Reema Sengupta
Le crédit CaSTV de Reema Sengupta convoque une esthétique de l'image travaillée, du mouvement précis et de la sensation construite comme une menace douce. Son parcours public est associé à une pratique visuelle très consciente de la texture, et cette attention compte lorsque l'on entre dans le territoire de l'horreur. Le genre ne vit pas seulement de récits. Il vit de surfaces: peau, mur, lumière, tissu, écran, obscurité, toutes ces matières où la peur trouve un chemin avant même que l'intrigue ne l'autorise.
Sengupta s'inscrit dans une zone contemporaine où les frontières entre clip, court métrage, film d'art, publicité stylisée et récit de genre deviennent poreuses. Cette porosité n'est pas une dilution. Elle peut produire une horreur plus sensorielle, moins dépendante de la mécanique classique. Le cinéma d'horreur y devient affaire de perception. On n'attend pas seulement un événement. On sent un déséquilibre dans la couleur, dans la respiration du montage, dans la façon dont une image semble trop belle pour être innocente.
Dans une perspective sud-asiatique, même non verrouillée par la fiche, cette approche rencontre une tradition de mélodrame, de rituel, de musique et de corps filmés avec intensité. L'horreur peut y puiser autre chose qu'un folklore immédiat. Elle peut y trouver une relation très physique à l'émotion. Le visage n'est pas un simple support psychologique. Il devient une scène. Le décor n'est pas un fond. Il porte une mémoire sociale. La beauté elle-même peut devenir suspecte lorsqu'elle cache une violence ou une dette.
Le travail de Reema Sengupta gagne ainsi à être pensé près du fantastique, non comme un genre d'évasion, mais comme une opération sur le réel. Le fantastique modifie l'intensité des choses. Il rend un geste trop lent, une pièce trop chargée, un reflet trop insistant. Une cinéaste sensible à la composition peut faire naître la peur de cette légère surchauffe du visible. Le spectateur ne sait pas encore ce qui menace, mais il comprend que l'image a commencé à mentir ou à avouer trop de choses.
Les années 2010 ont été décisives pour ce type de circulation. Les formats courts ont gagné en prestige, les festivals ont accueilli des objets hybrides, et les artistes venus d'autres pratiques ont trouvé dans l'horreur un espace de liberté formelle. On pense aux programmations capables de faire dialoguer récit de genre, expérimentation et politique des corps, de Fantasia à d'autres lieux spécialisés. Dans ce paysage, un seul crédit peut signaler une vraie tension esthétique.

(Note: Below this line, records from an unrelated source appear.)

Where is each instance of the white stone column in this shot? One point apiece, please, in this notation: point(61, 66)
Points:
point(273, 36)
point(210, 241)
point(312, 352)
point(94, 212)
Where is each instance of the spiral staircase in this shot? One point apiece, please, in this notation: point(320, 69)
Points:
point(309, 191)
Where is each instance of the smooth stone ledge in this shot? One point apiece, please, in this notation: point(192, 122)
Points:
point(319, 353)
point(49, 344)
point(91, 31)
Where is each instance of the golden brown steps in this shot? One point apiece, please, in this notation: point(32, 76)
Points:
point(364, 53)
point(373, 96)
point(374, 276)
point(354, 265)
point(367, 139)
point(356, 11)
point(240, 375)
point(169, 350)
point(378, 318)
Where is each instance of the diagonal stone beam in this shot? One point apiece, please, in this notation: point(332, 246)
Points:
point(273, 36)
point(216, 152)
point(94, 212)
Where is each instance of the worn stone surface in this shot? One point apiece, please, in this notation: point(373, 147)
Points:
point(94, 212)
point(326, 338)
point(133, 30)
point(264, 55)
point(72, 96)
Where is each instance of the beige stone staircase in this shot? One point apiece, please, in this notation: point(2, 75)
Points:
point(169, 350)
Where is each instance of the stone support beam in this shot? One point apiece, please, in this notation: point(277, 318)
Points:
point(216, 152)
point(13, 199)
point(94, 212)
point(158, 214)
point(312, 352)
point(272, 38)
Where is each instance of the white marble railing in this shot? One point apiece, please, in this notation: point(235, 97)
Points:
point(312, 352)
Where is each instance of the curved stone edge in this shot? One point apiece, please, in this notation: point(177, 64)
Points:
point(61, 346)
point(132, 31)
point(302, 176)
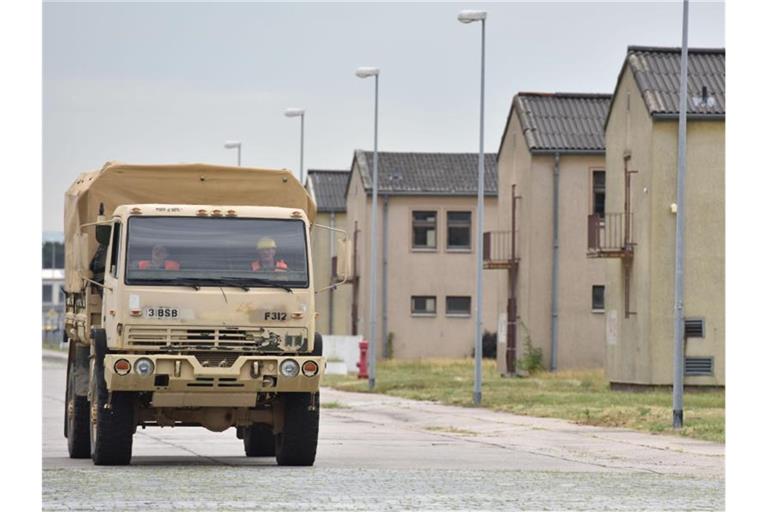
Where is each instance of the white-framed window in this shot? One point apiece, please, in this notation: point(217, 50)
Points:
point(423, 305)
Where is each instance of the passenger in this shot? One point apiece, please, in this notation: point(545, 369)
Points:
point(267, 248)
point(159, 260)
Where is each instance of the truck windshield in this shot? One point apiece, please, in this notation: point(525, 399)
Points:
point(216, 251)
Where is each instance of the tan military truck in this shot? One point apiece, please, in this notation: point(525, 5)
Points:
point(190, 302)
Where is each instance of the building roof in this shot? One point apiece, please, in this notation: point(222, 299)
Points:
point(452, 174)
point(328, 188)
point(561, 122)
point(657, 73)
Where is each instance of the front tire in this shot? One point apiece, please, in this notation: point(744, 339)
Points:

Ce qui distingue une présence comme celle de Sengupta, c'est la possibilité d'une horreur non rugueuse, presque séduisante, mais jamais décorative. La séduction visuelle devient dangereuse si elle enferme le regard. Une image trop contrôlée peut ressembler à une pièce dont toutes les issues ont été peintes. Cette ambivalence est précieuse. Elle donne au genre une intelligence plastique: faire peur, ce n'est pas seulement montrer le laid, c'est parfois rendre la beauté impossible à habiter.

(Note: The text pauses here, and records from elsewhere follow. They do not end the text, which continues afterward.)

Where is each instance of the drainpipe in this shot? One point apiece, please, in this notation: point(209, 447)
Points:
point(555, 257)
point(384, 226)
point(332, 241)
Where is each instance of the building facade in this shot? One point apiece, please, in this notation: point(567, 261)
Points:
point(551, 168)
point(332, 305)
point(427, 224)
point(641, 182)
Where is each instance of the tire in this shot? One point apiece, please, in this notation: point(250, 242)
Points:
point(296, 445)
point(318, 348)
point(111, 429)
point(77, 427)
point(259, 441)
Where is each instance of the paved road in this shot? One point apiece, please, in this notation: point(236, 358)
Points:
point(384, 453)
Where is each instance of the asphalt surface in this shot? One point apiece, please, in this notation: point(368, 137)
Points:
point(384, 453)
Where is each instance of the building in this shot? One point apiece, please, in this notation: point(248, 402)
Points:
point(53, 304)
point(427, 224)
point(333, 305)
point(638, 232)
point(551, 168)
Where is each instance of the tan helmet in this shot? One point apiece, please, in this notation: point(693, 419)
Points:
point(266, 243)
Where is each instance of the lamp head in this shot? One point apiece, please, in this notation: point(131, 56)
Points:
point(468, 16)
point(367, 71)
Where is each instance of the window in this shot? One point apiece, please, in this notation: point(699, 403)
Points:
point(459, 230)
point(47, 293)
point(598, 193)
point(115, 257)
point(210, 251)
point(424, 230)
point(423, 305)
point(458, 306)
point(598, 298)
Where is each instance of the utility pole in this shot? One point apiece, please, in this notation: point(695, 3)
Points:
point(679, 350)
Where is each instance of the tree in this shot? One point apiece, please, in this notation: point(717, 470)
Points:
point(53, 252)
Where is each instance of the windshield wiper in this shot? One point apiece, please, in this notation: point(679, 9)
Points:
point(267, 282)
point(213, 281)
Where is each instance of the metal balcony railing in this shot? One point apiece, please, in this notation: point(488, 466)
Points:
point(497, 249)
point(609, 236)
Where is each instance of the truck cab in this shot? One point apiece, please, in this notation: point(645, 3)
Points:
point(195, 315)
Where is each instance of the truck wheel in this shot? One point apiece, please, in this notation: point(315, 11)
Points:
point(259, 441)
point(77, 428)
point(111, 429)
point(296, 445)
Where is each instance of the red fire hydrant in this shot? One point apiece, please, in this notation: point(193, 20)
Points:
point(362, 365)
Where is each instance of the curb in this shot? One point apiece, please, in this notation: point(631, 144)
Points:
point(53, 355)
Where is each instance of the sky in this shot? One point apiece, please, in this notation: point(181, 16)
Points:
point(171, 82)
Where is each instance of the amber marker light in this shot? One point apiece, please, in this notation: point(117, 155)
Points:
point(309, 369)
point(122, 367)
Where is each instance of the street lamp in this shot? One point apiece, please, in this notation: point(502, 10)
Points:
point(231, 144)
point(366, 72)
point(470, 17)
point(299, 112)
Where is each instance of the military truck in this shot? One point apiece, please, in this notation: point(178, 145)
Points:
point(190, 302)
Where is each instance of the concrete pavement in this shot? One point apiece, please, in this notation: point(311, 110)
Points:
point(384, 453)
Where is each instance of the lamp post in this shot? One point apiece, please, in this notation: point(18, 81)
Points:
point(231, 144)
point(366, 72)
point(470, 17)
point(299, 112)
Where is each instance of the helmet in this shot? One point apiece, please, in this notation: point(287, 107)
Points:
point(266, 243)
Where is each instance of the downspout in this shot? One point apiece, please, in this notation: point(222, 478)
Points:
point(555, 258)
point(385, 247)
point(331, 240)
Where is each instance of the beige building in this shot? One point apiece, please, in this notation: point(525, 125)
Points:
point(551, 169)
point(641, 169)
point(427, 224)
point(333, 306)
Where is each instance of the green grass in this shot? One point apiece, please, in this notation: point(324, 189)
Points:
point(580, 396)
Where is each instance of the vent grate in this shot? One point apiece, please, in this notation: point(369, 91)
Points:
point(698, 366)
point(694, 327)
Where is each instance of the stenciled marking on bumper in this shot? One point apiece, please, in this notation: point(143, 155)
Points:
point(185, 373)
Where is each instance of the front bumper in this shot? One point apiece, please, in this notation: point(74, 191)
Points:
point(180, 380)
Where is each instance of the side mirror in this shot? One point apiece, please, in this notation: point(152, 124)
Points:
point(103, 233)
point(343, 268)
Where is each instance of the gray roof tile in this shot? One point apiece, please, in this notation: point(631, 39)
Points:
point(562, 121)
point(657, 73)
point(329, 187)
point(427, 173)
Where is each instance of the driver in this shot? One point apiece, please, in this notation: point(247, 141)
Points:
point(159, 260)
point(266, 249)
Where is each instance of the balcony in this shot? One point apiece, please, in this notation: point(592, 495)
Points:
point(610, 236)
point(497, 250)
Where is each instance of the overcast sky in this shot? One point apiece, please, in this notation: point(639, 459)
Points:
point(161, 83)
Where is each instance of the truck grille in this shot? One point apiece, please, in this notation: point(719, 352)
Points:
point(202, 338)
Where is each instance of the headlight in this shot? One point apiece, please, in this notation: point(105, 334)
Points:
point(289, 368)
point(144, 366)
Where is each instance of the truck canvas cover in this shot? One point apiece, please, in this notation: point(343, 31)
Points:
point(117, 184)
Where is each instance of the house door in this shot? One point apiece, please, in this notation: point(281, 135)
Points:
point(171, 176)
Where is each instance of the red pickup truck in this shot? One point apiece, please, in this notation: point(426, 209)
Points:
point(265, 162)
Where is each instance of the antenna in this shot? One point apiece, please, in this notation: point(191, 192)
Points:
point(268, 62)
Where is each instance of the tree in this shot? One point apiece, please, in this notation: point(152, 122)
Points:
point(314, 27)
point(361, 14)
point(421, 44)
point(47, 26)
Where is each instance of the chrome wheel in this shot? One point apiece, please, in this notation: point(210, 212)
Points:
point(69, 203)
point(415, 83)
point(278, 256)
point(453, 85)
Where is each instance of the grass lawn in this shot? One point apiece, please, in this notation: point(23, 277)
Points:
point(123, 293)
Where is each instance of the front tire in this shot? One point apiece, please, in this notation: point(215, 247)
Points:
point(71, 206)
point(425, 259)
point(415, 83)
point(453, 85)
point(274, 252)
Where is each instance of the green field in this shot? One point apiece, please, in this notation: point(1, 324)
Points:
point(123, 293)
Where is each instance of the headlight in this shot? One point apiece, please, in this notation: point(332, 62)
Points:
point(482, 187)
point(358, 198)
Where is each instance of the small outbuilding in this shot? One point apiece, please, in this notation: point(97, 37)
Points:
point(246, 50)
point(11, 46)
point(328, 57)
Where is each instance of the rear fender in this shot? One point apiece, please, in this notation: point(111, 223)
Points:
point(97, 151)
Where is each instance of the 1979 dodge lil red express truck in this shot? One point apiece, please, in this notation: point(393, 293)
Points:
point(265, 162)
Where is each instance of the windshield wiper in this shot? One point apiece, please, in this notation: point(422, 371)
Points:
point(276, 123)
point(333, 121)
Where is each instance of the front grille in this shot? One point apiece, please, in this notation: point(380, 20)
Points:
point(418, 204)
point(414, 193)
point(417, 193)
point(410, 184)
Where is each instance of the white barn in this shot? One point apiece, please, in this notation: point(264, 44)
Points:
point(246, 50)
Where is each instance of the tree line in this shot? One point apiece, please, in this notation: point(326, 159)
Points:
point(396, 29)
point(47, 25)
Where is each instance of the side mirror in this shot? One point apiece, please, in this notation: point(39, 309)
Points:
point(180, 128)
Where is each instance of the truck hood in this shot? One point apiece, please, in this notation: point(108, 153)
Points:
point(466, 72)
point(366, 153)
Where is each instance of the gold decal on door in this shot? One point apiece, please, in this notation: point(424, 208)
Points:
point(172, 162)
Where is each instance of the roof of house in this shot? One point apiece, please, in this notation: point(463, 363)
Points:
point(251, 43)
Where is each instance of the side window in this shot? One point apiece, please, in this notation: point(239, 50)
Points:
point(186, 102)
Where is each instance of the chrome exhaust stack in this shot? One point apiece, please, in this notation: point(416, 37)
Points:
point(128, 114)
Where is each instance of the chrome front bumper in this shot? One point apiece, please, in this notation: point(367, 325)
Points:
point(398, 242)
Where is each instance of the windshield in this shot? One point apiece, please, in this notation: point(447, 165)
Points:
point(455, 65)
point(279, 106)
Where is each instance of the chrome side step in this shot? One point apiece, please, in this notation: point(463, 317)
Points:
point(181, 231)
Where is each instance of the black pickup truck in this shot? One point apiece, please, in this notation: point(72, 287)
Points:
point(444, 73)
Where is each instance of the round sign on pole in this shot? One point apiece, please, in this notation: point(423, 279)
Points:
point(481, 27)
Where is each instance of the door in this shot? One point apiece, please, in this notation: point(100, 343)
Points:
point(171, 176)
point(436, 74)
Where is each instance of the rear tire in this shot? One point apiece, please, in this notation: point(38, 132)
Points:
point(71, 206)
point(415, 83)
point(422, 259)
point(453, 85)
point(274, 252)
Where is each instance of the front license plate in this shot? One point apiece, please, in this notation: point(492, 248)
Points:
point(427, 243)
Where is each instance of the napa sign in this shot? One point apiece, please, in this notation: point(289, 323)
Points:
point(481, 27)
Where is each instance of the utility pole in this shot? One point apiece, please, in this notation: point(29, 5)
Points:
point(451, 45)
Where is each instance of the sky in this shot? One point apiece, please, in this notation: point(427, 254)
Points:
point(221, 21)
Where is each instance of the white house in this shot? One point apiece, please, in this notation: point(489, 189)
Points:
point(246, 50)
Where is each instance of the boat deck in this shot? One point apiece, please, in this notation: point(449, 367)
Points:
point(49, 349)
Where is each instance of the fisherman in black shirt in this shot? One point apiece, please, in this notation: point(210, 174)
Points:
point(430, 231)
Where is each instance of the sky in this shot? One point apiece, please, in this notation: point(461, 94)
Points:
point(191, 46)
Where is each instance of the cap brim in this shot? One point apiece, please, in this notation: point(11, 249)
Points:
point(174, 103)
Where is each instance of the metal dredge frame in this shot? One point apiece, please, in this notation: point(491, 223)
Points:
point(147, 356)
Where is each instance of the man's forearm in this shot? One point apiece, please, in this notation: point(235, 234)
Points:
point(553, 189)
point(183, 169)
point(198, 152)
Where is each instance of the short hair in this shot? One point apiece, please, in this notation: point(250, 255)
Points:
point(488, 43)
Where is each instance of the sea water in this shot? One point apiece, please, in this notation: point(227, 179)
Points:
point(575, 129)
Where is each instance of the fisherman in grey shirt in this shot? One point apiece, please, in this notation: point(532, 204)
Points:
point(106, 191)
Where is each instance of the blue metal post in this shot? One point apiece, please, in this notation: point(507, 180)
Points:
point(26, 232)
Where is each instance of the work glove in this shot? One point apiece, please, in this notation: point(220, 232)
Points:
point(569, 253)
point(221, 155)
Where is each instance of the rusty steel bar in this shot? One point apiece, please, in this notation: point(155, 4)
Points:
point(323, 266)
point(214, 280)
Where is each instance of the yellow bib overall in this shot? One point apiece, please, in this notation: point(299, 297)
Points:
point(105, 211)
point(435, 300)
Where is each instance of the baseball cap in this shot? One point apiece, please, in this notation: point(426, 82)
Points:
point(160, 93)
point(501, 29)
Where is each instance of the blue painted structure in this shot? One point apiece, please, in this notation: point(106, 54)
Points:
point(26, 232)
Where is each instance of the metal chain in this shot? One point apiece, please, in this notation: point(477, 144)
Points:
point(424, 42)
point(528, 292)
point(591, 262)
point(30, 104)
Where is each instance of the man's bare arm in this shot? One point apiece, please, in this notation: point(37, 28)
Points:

Le spectateur de CaSTV doit donc regarder Reema Sengupta comme une cinéaste de surfaces profondes. L'expression semble contradictoire, mais elle correspond bien à un certain cinéma contemporain: tout se joue à la surface, parce que la surface est le lieu où les pouvoirs s'inscrivent. Maquillage, costume, cadre social, image numérique, pose, regard frontal: autant de manières pour un film de dire qu'un corps est regardé avant d'être compris.

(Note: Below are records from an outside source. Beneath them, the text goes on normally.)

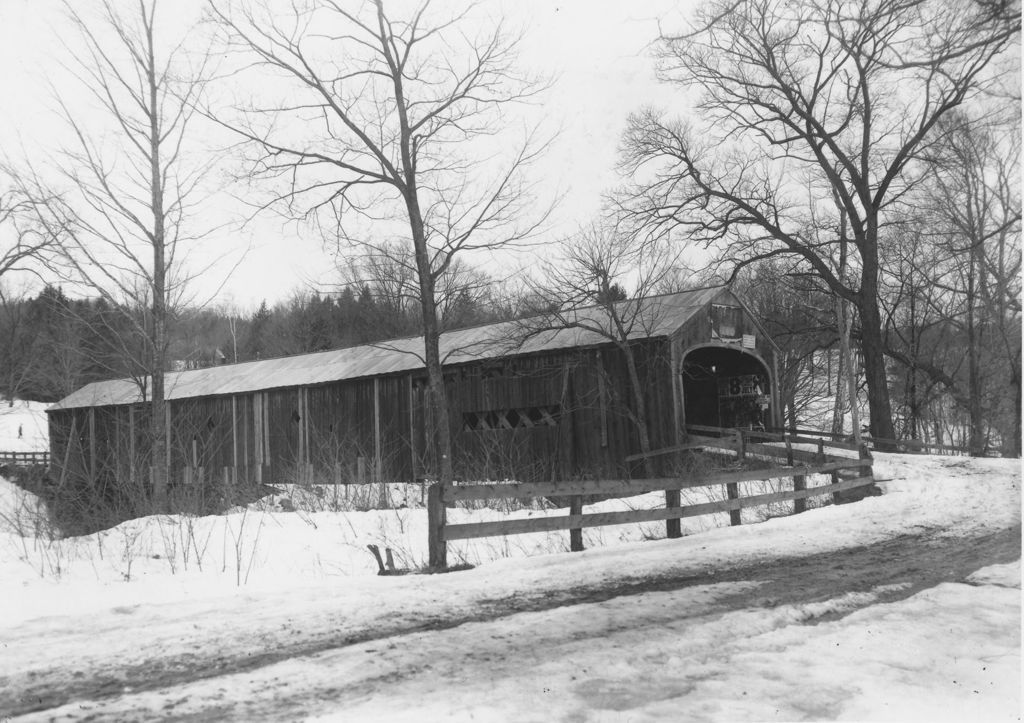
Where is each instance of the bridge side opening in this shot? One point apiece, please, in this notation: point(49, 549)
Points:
point(726, 387)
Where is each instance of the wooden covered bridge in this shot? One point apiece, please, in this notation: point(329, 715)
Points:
point(539, 406)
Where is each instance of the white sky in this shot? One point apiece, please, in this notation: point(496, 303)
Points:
point(596, 50)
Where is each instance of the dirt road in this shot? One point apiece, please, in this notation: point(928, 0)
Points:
point(489, 639)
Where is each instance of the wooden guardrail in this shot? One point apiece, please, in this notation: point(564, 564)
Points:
point(439, 497)
point(25, 459)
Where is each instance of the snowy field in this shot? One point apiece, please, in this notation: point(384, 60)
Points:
point(30, 418)
point(908, 608)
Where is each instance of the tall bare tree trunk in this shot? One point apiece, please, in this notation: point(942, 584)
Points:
point(436, 395)
point(838, 410)
point(159, 339)
point(880, 409)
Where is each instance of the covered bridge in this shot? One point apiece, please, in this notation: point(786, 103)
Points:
point(525, 403)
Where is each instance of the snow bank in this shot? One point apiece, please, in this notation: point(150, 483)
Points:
point(168, 557)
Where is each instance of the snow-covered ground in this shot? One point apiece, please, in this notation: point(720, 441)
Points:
point(29, 418)
point(897, 607)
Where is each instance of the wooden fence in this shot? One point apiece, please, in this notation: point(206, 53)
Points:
point(846, 473)
point(25, 459)
point(905, 445)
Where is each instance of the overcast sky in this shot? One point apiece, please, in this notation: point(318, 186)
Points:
point(596, 50)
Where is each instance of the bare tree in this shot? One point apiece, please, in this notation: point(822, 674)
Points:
point(124, 214)
point(963, 279)
point(23, 244)
point(842, 99)
point(388, 270)
point(382, 118)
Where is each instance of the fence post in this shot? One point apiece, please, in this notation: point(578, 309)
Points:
point(732, 488)
point(576, 534)
point(864, 454)
point(799, 481)
point(436, 514)
point(673, 527)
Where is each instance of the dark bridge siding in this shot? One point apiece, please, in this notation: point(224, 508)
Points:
point(343, 430)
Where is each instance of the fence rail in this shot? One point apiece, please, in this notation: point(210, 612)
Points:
point(25, 459)
point(846, 473)
point(841, 440)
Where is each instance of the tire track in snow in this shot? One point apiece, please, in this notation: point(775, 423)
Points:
point(901, 566)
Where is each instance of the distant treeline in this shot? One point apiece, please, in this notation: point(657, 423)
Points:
point(51, 344)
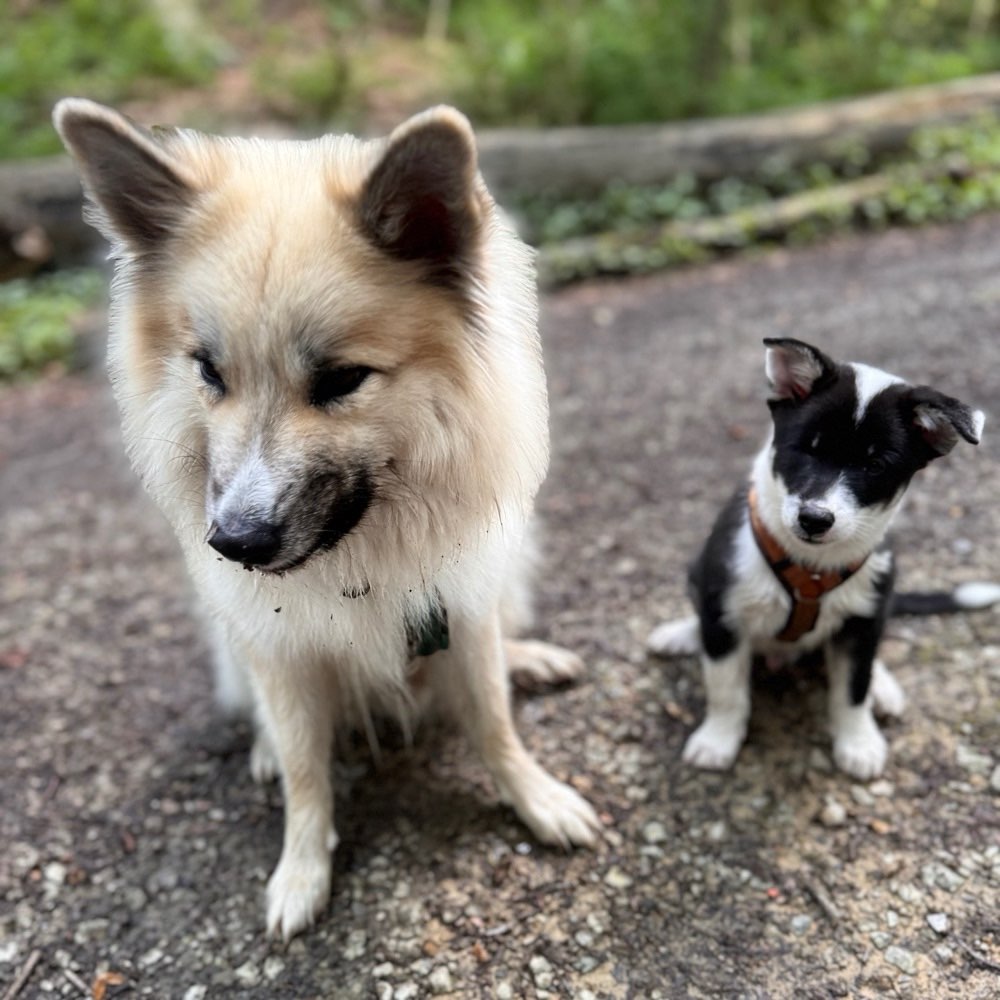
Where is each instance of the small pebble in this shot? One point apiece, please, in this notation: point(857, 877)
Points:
point(440, 980)
point(862, 796)
point(901, 958)
point(833, 814)
point(248, 974)
point(617, 879)
point(654, 833)
point(541, 971)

Dans une base d'horreur, cette entrée rappelle que le genre n'est pas condamné à choisir entre efficacité narrative et exigence formelle. Il peut être immédiat et composé, viscéral et graphique, intime et mythique. Reema Sengupta y occupe une place rare par sa promesse d'intensité visuelle. Même à travers un seul crédit, elle indique une direction nette: une peur qui passe par l'éclat des images, puis laisse cet éclat se transformer en malaise durable.